Error with Sentencepiece

sadanyh · July 26, 2021, 9:16am

Hi,
I am trying the new version of OpenNMT. If I understand correctly, the pipeline now allows for preprocessing of the data with methods such as BPE and sentencepiece. I get an error, however, when I try to use the new features. Here is my code:

%%bash

cat < toy_en_de.yaml

save_data: data/example
src_vocab: data/example.vocab.src
tgt_vocab: data/example.vocab.tgt

overwrite: False

Tokenization options

src_subword_type: sentencepiece
src_subword_model: examples/subword.spm.model
tgt_subword_type: sentencepiece
tgt_subword_model: examples/subword.spm.model

Number of candidates for SentencePiece sampling

subword_nbest: 20

Smoothing parameter for SentencePiece sampling

subword_alpha: 0.1

Specific arguments for pyonmttok

src_onmttok_kwargs: “{‘mode’: ‘none’, ‘spacer_annotate’: True}”
tgt_onmttok_kwargs: “{‘mode’: ‘none’, ‘spacer_annotate’: True}”

Corpus opts:

data:
corpus_1:
path_src: data/da.txt
path_tgt: data/msa.txt
transforms: [onmt_tokenize]
weight: 1
valid:
path_src: data/src-val_datomsa.txt
path_tgt: data/tgt-val_datomsa.txt
transforms: [onmt_tokenize]
EOF
However, when I run the "!onmt_build_vocab -config toy_en_de.yaml -n_sample 10000"
I get the following error: "ValueError: Unable to open SentencePiece model examples/subword.spm.model"
I am not sure I am doing it the right way, but my understanding is that the building of vocabulary should be the preprocessing step for the old version of OpenNMT.
Thank you for your help

Zenglinxiao · July 26, 2021, 1:21pm

Hi @sadanyh,

Your understanding is right, the build_vocab script can be viewed as preprocessing step to the old OpenNMT, but it’s only meant to retrieve vocabulary. You can skip this step if you already have one which can be generated when learning subwords models(guarantee that transforms used in training won’t change them).

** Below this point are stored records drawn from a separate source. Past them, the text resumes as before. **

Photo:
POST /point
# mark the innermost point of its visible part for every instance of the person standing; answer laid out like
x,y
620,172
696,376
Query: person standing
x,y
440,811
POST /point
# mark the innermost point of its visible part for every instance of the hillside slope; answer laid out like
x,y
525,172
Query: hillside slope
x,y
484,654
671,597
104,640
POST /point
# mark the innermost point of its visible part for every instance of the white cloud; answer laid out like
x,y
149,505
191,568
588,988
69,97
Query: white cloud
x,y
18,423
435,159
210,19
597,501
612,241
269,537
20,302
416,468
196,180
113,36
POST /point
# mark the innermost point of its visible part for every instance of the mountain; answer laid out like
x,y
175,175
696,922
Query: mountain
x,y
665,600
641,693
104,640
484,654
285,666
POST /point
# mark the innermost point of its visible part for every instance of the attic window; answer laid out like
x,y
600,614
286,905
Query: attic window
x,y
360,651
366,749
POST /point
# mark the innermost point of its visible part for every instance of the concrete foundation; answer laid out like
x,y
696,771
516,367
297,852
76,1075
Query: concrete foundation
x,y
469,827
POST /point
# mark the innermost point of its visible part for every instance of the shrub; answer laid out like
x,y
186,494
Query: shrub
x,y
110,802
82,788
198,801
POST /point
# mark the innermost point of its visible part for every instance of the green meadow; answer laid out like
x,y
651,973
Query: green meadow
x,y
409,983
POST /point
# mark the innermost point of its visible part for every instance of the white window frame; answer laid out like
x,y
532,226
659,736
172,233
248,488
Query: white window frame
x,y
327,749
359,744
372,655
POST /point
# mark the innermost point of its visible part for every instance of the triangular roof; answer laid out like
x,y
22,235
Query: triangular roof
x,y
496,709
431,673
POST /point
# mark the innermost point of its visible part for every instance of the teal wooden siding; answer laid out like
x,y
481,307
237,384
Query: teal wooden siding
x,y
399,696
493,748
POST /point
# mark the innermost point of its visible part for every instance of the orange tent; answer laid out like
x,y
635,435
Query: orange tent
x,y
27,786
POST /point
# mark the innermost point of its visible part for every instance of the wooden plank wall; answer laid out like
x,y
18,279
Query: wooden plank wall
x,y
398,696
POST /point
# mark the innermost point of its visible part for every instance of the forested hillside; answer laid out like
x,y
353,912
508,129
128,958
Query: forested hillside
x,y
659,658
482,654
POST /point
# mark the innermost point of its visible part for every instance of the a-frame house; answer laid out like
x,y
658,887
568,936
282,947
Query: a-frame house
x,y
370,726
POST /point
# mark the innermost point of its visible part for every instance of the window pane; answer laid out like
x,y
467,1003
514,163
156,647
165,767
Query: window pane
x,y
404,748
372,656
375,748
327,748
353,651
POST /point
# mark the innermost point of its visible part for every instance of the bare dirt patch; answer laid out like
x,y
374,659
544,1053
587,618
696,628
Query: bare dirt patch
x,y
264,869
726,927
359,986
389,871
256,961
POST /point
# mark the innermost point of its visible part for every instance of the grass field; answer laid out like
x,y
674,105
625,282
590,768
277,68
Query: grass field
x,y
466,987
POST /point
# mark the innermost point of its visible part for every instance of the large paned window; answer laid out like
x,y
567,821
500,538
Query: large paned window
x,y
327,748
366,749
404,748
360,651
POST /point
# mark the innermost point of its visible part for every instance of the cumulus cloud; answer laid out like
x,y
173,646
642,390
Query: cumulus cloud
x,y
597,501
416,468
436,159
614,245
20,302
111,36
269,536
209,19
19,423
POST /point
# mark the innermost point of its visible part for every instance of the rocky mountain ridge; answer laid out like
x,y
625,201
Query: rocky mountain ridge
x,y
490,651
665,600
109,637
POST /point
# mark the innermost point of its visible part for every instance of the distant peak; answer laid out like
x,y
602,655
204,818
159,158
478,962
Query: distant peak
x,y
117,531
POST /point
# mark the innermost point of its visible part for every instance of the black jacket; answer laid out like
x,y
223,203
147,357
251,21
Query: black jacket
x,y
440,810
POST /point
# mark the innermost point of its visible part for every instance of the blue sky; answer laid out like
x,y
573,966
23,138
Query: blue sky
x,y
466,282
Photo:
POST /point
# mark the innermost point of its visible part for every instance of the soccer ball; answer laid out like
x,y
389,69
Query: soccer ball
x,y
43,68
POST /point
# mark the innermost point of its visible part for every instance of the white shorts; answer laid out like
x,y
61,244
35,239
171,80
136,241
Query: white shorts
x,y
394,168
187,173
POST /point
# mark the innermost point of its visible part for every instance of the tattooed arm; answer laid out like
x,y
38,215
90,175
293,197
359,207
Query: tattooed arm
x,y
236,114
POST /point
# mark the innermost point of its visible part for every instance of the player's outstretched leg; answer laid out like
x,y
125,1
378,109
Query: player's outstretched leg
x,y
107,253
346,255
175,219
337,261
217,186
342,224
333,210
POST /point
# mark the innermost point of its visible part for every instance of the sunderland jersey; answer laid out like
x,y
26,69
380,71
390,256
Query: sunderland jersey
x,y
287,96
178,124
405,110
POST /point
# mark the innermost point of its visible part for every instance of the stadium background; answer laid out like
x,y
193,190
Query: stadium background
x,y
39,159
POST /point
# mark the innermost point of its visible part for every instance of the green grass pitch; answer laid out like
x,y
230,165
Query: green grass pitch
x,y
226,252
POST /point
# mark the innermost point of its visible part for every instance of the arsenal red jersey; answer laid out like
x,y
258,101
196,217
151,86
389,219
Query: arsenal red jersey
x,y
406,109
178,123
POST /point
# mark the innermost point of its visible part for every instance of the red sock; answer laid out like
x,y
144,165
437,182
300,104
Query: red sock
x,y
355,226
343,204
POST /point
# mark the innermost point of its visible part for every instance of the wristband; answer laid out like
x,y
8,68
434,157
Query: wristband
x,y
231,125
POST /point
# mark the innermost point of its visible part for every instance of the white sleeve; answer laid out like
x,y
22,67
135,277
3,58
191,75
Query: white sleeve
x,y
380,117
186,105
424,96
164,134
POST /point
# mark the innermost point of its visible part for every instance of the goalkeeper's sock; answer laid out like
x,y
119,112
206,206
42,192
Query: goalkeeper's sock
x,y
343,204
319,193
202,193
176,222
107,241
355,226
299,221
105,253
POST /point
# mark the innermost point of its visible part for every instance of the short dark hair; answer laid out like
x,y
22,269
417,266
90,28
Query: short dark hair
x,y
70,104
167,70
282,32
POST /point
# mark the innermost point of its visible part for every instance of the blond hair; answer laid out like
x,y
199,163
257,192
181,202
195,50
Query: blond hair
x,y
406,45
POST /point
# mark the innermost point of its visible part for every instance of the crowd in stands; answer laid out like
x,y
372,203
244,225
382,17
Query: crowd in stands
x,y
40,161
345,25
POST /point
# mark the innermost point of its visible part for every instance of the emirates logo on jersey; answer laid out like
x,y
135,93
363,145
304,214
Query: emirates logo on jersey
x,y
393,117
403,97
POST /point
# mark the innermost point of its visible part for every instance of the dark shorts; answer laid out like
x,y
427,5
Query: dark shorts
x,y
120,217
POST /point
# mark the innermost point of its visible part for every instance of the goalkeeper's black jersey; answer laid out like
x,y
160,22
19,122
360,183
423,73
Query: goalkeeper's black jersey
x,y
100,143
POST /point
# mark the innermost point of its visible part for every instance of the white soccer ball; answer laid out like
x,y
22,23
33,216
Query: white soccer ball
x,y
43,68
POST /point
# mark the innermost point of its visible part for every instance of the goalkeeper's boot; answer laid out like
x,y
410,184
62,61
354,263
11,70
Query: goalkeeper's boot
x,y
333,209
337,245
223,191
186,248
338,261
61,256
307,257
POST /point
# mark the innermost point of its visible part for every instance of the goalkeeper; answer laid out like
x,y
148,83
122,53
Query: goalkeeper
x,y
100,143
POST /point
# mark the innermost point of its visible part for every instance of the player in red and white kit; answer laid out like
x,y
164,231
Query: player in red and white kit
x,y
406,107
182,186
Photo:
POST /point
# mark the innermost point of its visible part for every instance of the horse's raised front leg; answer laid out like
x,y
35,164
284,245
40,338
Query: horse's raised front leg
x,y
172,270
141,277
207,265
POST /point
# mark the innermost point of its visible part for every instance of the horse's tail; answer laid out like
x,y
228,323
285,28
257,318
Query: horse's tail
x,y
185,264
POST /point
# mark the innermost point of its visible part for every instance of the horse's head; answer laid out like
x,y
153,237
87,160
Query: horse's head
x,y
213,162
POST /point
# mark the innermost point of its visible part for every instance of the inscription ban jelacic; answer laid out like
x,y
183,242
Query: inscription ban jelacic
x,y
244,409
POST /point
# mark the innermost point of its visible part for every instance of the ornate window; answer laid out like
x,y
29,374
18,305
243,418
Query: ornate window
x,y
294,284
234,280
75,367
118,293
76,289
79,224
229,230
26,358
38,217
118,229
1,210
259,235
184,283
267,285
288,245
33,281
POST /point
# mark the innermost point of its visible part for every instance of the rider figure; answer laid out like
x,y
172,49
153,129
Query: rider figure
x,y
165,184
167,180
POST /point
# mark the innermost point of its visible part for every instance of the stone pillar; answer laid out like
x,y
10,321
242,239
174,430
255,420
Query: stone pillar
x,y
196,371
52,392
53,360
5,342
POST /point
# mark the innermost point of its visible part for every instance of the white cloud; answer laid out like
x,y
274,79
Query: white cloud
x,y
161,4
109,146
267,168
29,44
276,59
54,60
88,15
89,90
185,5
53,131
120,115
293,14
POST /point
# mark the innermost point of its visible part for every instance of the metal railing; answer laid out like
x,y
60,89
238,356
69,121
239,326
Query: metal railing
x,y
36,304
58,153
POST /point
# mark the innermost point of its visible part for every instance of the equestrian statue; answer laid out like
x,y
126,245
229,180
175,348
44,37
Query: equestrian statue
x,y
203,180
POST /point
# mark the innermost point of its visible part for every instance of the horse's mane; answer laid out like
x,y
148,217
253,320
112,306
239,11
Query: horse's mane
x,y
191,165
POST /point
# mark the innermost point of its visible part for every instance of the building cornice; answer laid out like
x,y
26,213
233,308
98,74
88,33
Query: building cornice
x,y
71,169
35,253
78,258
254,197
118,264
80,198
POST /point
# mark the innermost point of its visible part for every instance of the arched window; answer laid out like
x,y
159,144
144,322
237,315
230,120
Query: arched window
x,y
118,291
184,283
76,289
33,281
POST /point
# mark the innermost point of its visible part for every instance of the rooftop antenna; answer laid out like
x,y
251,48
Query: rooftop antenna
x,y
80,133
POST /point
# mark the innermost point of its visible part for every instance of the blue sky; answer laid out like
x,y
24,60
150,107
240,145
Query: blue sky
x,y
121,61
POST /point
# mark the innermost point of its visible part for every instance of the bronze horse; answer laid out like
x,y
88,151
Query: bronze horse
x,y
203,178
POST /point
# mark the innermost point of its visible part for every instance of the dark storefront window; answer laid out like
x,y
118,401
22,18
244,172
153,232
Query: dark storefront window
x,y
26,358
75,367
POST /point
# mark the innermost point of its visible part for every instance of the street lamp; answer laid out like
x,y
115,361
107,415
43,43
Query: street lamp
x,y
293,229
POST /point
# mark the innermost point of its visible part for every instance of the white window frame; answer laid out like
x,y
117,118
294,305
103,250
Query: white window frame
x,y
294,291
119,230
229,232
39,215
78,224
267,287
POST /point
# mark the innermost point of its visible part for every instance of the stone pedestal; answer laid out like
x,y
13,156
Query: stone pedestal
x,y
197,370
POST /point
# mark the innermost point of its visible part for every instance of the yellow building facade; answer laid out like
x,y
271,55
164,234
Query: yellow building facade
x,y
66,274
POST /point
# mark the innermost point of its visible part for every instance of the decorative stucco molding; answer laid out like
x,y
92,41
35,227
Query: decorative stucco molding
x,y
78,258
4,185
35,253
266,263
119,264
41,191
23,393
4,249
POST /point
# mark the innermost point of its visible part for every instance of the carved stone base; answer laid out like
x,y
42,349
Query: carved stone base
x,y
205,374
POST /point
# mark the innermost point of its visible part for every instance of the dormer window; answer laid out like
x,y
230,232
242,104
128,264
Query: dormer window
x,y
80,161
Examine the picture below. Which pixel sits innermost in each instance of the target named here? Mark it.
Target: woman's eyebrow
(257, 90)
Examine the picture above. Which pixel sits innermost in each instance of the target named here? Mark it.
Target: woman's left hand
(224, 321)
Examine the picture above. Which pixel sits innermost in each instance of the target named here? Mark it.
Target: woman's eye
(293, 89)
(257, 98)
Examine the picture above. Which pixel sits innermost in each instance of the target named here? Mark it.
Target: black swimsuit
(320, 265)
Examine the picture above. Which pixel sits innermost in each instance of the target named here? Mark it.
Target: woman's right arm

As the error information suggests, I think this might link to your SentencePiece model or pyonmttok package as you use onmt_tokenize transform.

You can check by load the SentencePiece model with pyonmttok manually.

sadanyh · July 26, 2021, 4:53pm

Thank you for your help. I can preprocess my data before using OpenNMT with sentencePiece or BPE but I thought that these models are integrated in the new OpenNMT package and I don’t have to do this separately. Am I right or I have to prepare the data separately?

Zenglinxiao · July 27, 2021, 9:17am

The OpenNMT-py 2.0 supports processing the data on-the-fly. You can feed raw text files and let OpenNMT transform the data including subword tokenization if you config it correctly. You do not need to prepare it separately.
I’m suggesting you to run these line manually on you own to check if the problem comes from the pyonmttok package or SentencePiece model. Or you can provide full exception traceback information to let us know where the problem comes from.

ymoslem · July 27, 2021, 10:28am

Hello!

It seems here you are using something like Google Colab, which can be confusing with file paths. The error could mean the file cannot be found. So simply, use “ls” to check the location of the file and correct the path. I hope this helps.

Kind regards,
Yasmin

sadanyh · July 27, 2021, 2:34pm

Thank you Yasmin for your help. Yes, I am using Colab. I need a bit of clarification here. I thought the SentencePiece model will be part of the new OpenNMT library. So after I pip install OpenNMT I would need not to install other libraries or models. Am I understanding it right? Or do I need to install SentencPiece separately, train SentencPiece model and safe it in ‘examples/subword.spm.model’ and then start the Tokenization options. Also, do you know of any tutorial besides the Quickstart for OpenNMT where the data is transformed by sentencepiece or BPE. Thank you.

ymoslem · July 27, 2021, 3:14pm

You need this step for sure. After this, you can use the on-the-fly tokenization during training.

Personally, I refer to the training options, but you can also check the configuration I use here.

Kind regards,
Yasmin